Lipoaspiration, Lipolyse, Lipodissolution, lipotomie
Le but de toutes ces technique est de diminuer le capital graisseux .
La Lipoaspiration
Encore appelée liposuccion, microlipoaspiration, lipoplastie ...C´est la méthode reine, la plus éprouvée, la plus fiable, et la plus efficace.
Technique :
La meilleure technique est celle de la méthode originale qui a évolué et s´est miniaturisée au cours des années; Les autres techniques de lipoaspiration qui avaient voulu se montrer innovantes en utilisant les ultra sons ou les faisceaux laser se sont révélées moins performantes et moins sécuritaires et ne sont plus guère utilisées.
La microlipoaspiration consiste à décrocher la graisse avec une micro canule introduite par une petite incision; cette canule est munie de trous qui font office de micro râpe. L´aspiration fournie par une seringue ou mieux par une pompe permet d´évacuer la graisse ainsi mobilisée. Le chirurgien infiltre d´abord les zones à aspirer avec du sérum physiologique additionné d’un analgésique local et d’un vasoconstricteur ( pour limiter les douleurs et les hématomes et faciliter l’extraction de la graisse)
Une ou deux petites incisions de 2 à 3 mm sont nécessaires par zone à traiter, volontiers cachées dans un pli naturel (plis du genou, de l’aine…) ;
Les canules sont de petit diamètre : 2 à 4 mm de diamètre , parfois 5 mm pour les grosses surcharges.
La canule d´aspiration retire à chaque passage une « carotte » de graisse.
- Le bloc graisseux est ainsi transformé en une éponge, présentant de multiples micro tunnels et va se rétracter sur lui-même.
- Les vaisseaux et les nerfs sont respectés
- On aspire tous les plans régulièrement en rayons de roue à partir du point d´entrée, de la surface vers la profondeur ou inversement
- On peut pratiquer une aspiration croisée de la zone à partir de 2 incisions différentes pour plus de régularité ce qui évite l’aspect de « tôle ondulée ».
Il est toujours pratiqué en complément une lipoaspiration très superficielle de toute la zone traitée en passant très régulièrement la canule de liposuccion au ras du derme : le but est de favoriser l’apparition d’une fibrose rétractile sous cutanée qui permet d’améliorer encore la rétraction des tissus.

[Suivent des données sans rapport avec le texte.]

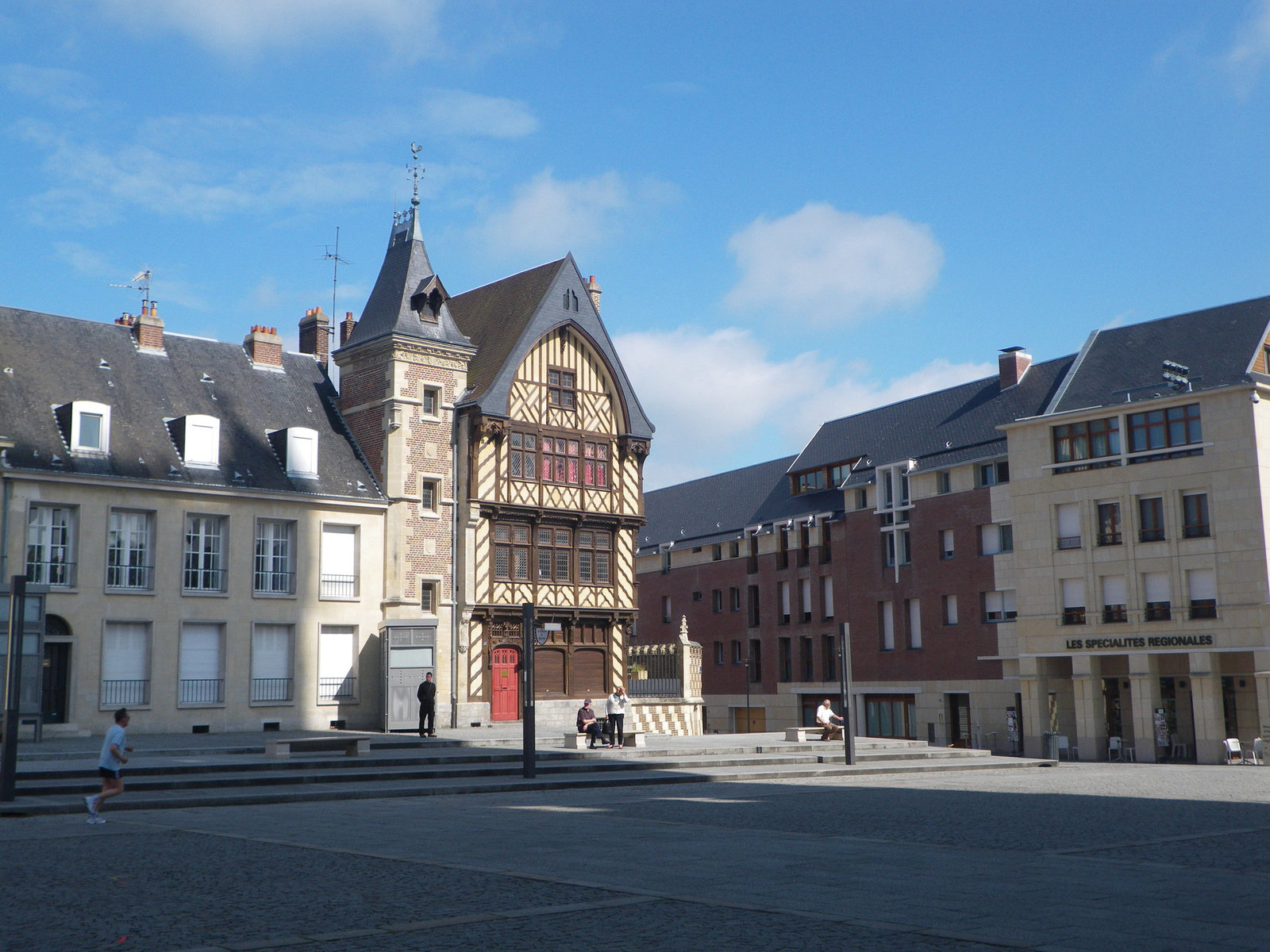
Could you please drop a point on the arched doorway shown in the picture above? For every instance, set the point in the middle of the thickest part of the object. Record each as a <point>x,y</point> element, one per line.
<point>55,696</point>
<point>506,685</point>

Toutes les zones du corps peuvent être aspirées
- menton - bassin
- cou - culotte de cheval
- aisselles - fesses
- bras - cuisses (en avant, en arrière, en dedans)
- ventre - genoux
- taille - mollets
- dos - chevilles
les zones les plus souvent traitées sont :
- chez la femme : culotte de cheval, cuisses internes, ventre, genoux.
- Chez l’homme : ventre et taille
A qui proposer une lipoaspiration ?
. Les Surcharges graisseuses localisées :
Dans ce cas, il n’y a pas de surcharge pondérale globale ;
Par exemple : le buste est mince, les mollets également et l’on a une grosse culotte de cheval … ce n’est donc pas de l’obésité.

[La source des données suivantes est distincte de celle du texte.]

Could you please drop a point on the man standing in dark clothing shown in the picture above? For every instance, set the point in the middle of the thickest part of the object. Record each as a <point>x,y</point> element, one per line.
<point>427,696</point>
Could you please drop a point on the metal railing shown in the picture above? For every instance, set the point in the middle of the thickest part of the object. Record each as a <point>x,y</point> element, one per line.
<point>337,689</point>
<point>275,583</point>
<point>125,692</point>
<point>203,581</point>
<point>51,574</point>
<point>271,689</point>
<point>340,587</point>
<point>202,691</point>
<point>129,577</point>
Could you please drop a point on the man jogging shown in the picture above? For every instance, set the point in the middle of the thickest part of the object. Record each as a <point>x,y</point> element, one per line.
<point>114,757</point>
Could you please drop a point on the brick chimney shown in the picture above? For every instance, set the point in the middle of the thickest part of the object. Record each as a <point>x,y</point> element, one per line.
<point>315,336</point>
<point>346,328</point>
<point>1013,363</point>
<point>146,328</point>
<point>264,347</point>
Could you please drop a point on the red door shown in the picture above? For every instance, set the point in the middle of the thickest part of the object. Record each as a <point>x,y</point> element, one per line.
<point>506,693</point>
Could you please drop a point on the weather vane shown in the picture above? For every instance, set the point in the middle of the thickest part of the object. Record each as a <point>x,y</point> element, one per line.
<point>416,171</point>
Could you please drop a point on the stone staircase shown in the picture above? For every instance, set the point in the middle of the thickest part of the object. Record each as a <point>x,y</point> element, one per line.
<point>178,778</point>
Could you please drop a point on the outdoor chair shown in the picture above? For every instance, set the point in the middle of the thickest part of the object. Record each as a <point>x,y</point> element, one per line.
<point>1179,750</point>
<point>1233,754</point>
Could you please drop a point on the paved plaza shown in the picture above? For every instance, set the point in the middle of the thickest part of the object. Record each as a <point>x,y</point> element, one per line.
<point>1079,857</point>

Si on essaye de maigrir, il y aura peu de changement au niveau de la zone surchargée, par contre le reste du corps va souvent maigrir plus vite se qui va augmenter la discordance !
Ces surcharges sont souvent congénitales ( … « on naît ainsi »…)et apparaissent dès la fin de la puberté vers 12 ou 13 ans.
Il faut savoir que le nombre de cellules graisseuses est fixe à partir de la puberté : quand on grossit il n’y a pas de multiplication des cellules graisseuses mais augmentation de volume de chacune d’elles.
De ce fait, la lipoaspiration réduisant le capital adipeux c’est à dire le nombre des cellules graisseuses donne un résultat définitif et stable si la nutrition est équilibrée. (Volume des entrées caloriques identiques à celui des sorties).
. Les Surcharges graisseuses diffuses : l´obesité :
La lipoaspiration, qui s’adresse à des zones bien précises n’est pas le traitement idéal dans la surcharge diffuse.
Dans ce cas, il vaut mieux essayer de maigrir, (régimes, activité physique, aides médicamenteuses …). Les médecins nutritionnistes de la Clinique PHENICIA vous assisteront au mieux.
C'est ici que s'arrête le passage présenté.